Nowadays face recognition topic is attracting more attention in the society of network multimedia information access. Normally in all videos, people are centre of attraction. Network security, content indexing & retrieval and video compression benefits are the areas of the face recognition technology. The benefits of the face recognition technology are given below:
- It increases the user -friendliness in human-computer communication.
- It protects the password of a person from the hackers.
We can generate a set of Eigen faces from a training set of face images by performing a mathematical process called principal component analysis (PCA) on a large set of images showing different human faces. By using Eigen faces, we can represent both existing faces and new faces. By projecting a new (mean-subtracted) face on the Eigen faces, we can record the difference between the new face and the mean face. The Eigen values associated with each Eigen face will represent how much the mean image in that direction vary from the images in the training set. By projecting the image on subset of the Eigen vectors, we will lose the information. But we can reduce this loss by keeping those Eigen faces with the largest Eigen values.
In this way, this system matches the input image of each student with the training set image. If match is found then it will mark the attendance of a particular student as present and it will mark as absent if match is not found. By this administrator of a school/college can identify the punctuality of students. Also he can recognize the lecturers, their regularity in handling classes and punctuality. He can know the details about handling of classes.
Purpose:
Main purpose of this project is to implement e-attendance using Eigen face algorithm.
The researcher will study about the fundamentals of face detection techniques, image processing and face recognition techniques during the system research. After analysing these techniques, he will select the appropriate techniques for extracting partial face regions and to identify the individuals. The document includes introduction, system research, requirement specification, domain research, technical investigation and project development plan.
At the end, appropriate image processing techniques, face recognition techniques and face detection techniques are selected and they are justified along with selection of project developing platforms and project developing methodologies.
This face recognition system recognizes the individuals based on characteristics of separate face segmentations.
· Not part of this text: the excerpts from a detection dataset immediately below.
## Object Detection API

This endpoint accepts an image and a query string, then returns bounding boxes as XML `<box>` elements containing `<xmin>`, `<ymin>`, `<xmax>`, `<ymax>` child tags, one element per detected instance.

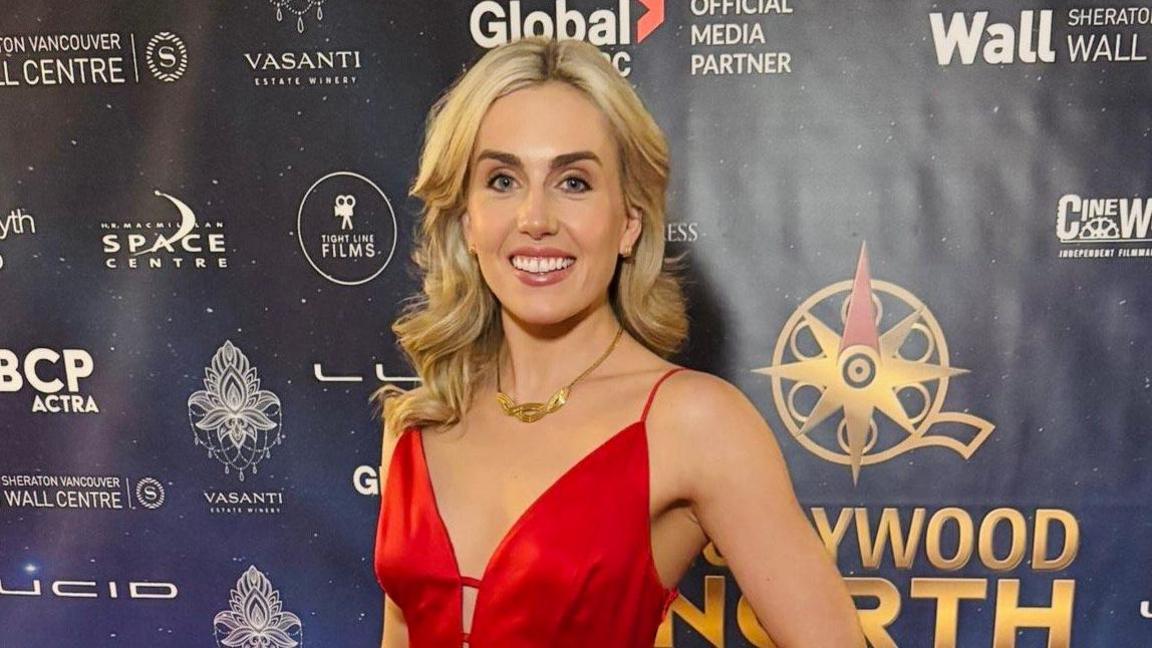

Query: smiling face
<box><xmin>462</xmin><ymin>82</ymin><xmax>641</xmax><ymax>324</ymax></box>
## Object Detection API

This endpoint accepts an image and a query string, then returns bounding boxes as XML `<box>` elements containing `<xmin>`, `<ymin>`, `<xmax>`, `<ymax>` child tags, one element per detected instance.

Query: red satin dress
<box><xmin>374</xmin><ymin>367</ymin><xmax>683</xmax><ymax>648</ymax></box>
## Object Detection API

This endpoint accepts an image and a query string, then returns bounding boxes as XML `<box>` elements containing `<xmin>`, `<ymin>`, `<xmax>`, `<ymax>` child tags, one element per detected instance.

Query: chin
<box><xmin>500</xmin><ymin>297</ymin><xmax>586</xmax><ymax>326</ymax></box>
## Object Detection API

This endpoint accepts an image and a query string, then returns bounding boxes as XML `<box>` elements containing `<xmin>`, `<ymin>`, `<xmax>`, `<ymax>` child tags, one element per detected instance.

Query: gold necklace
<box><xmin>497</xmin><ymin>325</ymin><xmax>624</xmax><ymax>423</ymax></box>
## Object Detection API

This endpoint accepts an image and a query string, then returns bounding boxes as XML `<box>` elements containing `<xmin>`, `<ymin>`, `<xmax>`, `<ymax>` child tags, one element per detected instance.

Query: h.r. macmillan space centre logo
<box><xmin>753</xmin><ymin>247</ymin><xmax>995</xmax><ymax>483</ymax></box>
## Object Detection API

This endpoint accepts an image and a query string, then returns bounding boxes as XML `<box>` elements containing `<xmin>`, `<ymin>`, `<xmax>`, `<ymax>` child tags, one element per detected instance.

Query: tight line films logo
<box><xmin>753</xmin><ymin>247</ymin><xmax>995</xmax><ymax>483</ymax></box>
<box><xmin>188</xmin><ymin>341</ymin><xmax>281</xmax><ymax>481</ymax></box>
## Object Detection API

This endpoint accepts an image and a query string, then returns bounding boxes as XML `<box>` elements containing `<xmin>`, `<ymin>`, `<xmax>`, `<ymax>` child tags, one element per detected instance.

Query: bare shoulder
<box><xmin>652</xmin><ymin>369</ymin><xmax>770</xmax><ymax>443</ymax></box>
<box><xmin>651</xmin><ymin>369</ymin><xmax>787</xmax><ymax>481</ymax></box>
<box><xmin>379</xmin><ymin>425</ymin><xmax>416</xmax><ymax>484</ymax></box>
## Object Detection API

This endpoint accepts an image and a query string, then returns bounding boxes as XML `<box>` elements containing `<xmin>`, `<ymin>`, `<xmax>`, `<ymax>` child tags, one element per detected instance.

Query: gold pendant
<box><xmin>497</xmin><ymin>387</ymin><xmax>568</xmax><ymax>423</ymax></box>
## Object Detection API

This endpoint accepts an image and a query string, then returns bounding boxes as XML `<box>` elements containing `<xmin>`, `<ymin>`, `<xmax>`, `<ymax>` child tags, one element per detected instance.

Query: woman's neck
<box><xmin>497</xmin><ymin>300</ymin><xmax>620</xmax><ymax>402</ymax></box>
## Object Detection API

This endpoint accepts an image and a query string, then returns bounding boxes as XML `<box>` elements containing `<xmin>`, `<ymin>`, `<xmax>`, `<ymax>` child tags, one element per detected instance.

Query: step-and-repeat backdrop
<box><xmin>0</xmin><ymin>0</ymin><xmax>1152</xmax><ymax>648</ymax></box>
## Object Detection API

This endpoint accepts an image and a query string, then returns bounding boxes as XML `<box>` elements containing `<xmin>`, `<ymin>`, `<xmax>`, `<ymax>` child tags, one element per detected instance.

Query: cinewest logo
<box><xmin>469</xmin><ymin>0</ymin><xmax>664</xmax><ymax>48</ymax></box>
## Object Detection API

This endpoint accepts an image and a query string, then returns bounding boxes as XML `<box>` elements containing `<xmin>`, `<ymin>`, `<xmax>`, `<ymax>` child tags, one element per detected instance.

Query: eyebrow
<box><xmin>476</xmin><ymin>149</ymin><xmax>604</xmax><ymax>169</ymax></box>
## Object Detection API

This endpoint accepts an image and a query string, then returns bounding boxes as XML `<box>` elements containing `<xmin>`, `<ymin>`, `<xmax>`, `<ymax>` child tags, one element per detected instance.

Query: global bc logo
<box><xmin>468</xmin><ymin>0</ymin><xmax>664</xmax><ymax>76</ymax></box>
<box><xmin>0</xmin><ymin>348</ymin><xmax>100</xmax><ymax>414</ymax></box>
<box><xmin>929</xmin><ymin>7</ymin><xmax>1152</xmax><ymax>66</ymax></box>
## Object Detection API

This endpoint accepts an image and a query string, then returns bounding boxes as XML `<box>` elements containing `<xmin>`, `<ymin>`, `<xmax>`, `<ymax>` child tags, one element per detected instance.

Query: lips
<box><xmin>508</xmin><ymin>246</ymin><xmax>576</xmax><ymax>286</ymax></box>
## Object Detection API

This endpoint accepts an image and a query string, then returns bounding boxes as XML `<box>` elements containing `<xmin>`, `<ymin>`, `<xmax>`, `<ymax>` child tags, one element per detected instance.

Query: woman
<box><xmin>376</xmin><ymin>38</ymin><xmax>864</xmax><ymax>648</ymax></box>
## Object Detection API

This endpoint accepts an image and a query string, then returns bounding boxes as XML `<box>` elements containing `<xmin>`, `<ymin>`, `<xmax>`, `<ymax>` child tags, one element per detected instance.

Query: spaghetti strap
<box><xmin>641</xmin><ymin>367</ymin><xmax>687</xmax><ymax>422</ymax></box>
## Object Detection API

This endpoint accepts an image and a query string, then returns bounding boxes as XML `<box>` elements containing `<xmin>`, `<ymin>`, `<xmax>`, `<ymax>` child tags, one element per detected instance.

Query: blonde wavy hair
<box><xmin>372</xmin><ymin>37</ymin><xmax>688</xmax><ymax>434</ymax></box>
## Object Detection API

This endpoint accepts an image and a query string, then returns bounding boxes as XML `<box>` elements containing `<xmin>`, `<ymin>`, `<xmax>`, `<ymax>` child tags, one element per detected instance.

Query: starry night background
<box><xmin>0</xmin><ymin>0</ymin><xmax>1152</xmax><ymax>648</ymax></box>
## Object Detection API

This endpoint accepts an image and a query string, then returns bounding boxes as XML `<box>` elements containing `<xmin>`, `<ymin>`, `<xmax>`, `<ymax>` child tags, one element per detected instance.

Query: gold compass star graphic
<box><xmin>753</xmin><ymin>246</ymin><xmax>994</xmax><ymax>483</ymax></box>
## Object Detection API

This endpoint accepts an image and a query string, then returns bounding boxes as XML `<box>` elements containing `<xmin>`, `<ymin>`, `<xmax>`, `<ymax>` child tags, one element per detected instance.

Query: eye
<box><xmin>561</xmin><ymin>175</ymin><xmax>592</xmax><ymax>194</ymax></box>
<box><xmin>487</xmin><ymin>173</ymin><xmax>513</xmax><ymax>191</ymax></box>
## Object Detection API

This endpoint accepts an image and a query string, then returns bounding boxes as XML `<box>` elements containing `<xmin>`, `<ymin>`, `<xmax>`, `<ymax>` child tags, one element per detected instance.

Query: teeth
<box><xmin>511</xmin><ymin>255</ymin><xmax>576</xmax><ymax>274</ymax></box>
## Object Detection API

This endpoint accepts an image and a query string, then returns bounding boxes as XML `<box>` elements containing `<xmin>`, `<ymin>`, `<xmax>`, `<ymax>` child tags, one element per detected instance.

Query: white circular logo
<box><xmin>144</xmin><ymin>31</ymin><xmax>188</xmax><ymax>83</ymax></box>
<box><xmin>296</xmin><ymin>171</ymin><xmax>396</xmax><ymax>286</ymax></box>
<box><xmin>136</xmin><ymin>477</ymin><xmax>164</xmax><ymax>508</ymax></box>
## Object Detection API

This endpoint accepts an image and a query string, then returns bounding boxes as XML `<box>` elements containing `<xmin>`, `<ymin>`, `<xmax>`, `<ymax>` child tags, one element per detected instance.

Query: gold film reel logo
<box><xmin>752</xmin><ymin>246</ymin><xmax>995</xmax><ymax>483</ymax></box>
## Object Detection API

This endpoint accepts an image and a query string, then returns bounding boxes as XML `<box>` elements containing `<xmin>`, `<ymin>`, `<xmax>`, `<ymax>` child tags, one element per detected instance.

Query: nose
<box><xmin>516</xmin><ymin>185</ymin><xmax>558</xmax><ymax>239</ymax></box>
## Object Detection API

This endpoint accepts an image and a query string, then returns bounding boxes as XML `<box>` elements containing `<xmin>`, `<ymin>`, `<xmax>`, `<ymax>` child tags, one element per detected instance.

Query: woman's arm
<box><xmin>380</xmin><ymin>595</ymin><xmax>408</xmax><ymax>648</ymax></box>
<box><xmin>674</xmin><ymin>371</ymin><xmax>866</xmax><ymax>648</ymax></box>
<box><xmin>379</xmin><ymin>424</ymin><xmax>408</xmax><ymax>648</ymax></box>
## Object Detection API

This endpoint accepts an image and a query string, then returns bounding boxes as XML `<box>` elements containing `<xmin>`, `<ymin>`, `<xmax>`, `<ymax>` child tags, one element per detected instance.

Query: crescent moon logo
<box><xmin>131</xmin><ymin>189</ymin><xmax>196</xmax><ymax>256</ymax></box>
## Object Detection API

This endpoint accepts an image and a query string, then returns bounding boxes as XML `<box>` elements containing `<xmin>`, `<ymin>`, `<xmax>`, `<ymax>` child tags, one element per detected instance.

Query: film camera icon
<box><xmin>332</xmin><ymin>195</ymin><xmax>356</xmax><ymax>229</ymax></box>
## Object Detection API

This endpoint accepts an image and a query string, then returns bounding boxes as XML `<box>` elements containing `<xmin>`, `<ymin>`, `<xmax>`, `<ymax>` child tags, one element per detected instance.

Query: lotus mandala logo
<box><xmin>188</xmin><ymin>341</ymin><xmax>282</xmax><ymax>481</ymax></box>
<box><xmin>212</xmin><ymin>565</ymin><xmax>304</xmax><ymax>648</ymax></box>
<box><xmin>753</xmin><ymin>247</ymin><xmax>995</xmax><ymax>483</ymax></box>
<box><xmin>268</xmin><ymin>0</ymin><xmax>325</xmax><ymax>33</ymax></box>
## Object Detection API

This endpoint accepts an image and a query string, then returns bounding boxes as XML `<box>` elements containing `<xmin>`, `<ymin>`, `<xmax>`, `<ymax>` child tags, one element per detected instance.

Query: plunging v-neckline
<box><xmin>416</xmin><ymin>419</ymin><xmax>646</xmax><ymax>585</ymax></box>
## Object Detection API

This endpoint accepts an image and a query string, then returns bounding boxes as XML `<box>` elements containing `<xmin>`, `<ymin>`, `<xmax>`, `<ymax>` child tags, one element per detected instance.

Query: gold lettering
<box><xmin>909</xmin><ymin>576</ymin><xmax>988</xmax><ymax>648</ymax></box>
<box><xmin>992</xmin><ymin>579</ymin><xmax>1076</xmax><ymax>648</ymax></box>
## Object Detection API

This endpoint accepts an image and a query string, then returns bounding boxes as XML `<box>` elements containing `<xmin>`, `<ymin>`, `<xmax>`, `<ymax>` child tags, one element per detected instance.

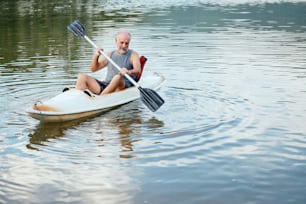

- Investigation about the unique face features of eye, nose and mouth regions are useful in recognizing the individuals. But, when it come to separate face regions there are only few unique features that help the user to identify the individuals.
- Improving the capabilities of the detecting features of local segmentations of face: Identifying the efficient algorithm to extract features of the face segmentations is very important.
- Implementation of the robust, efferent face recognition system based on the facts that found in the research.
-are the main objectives of this project.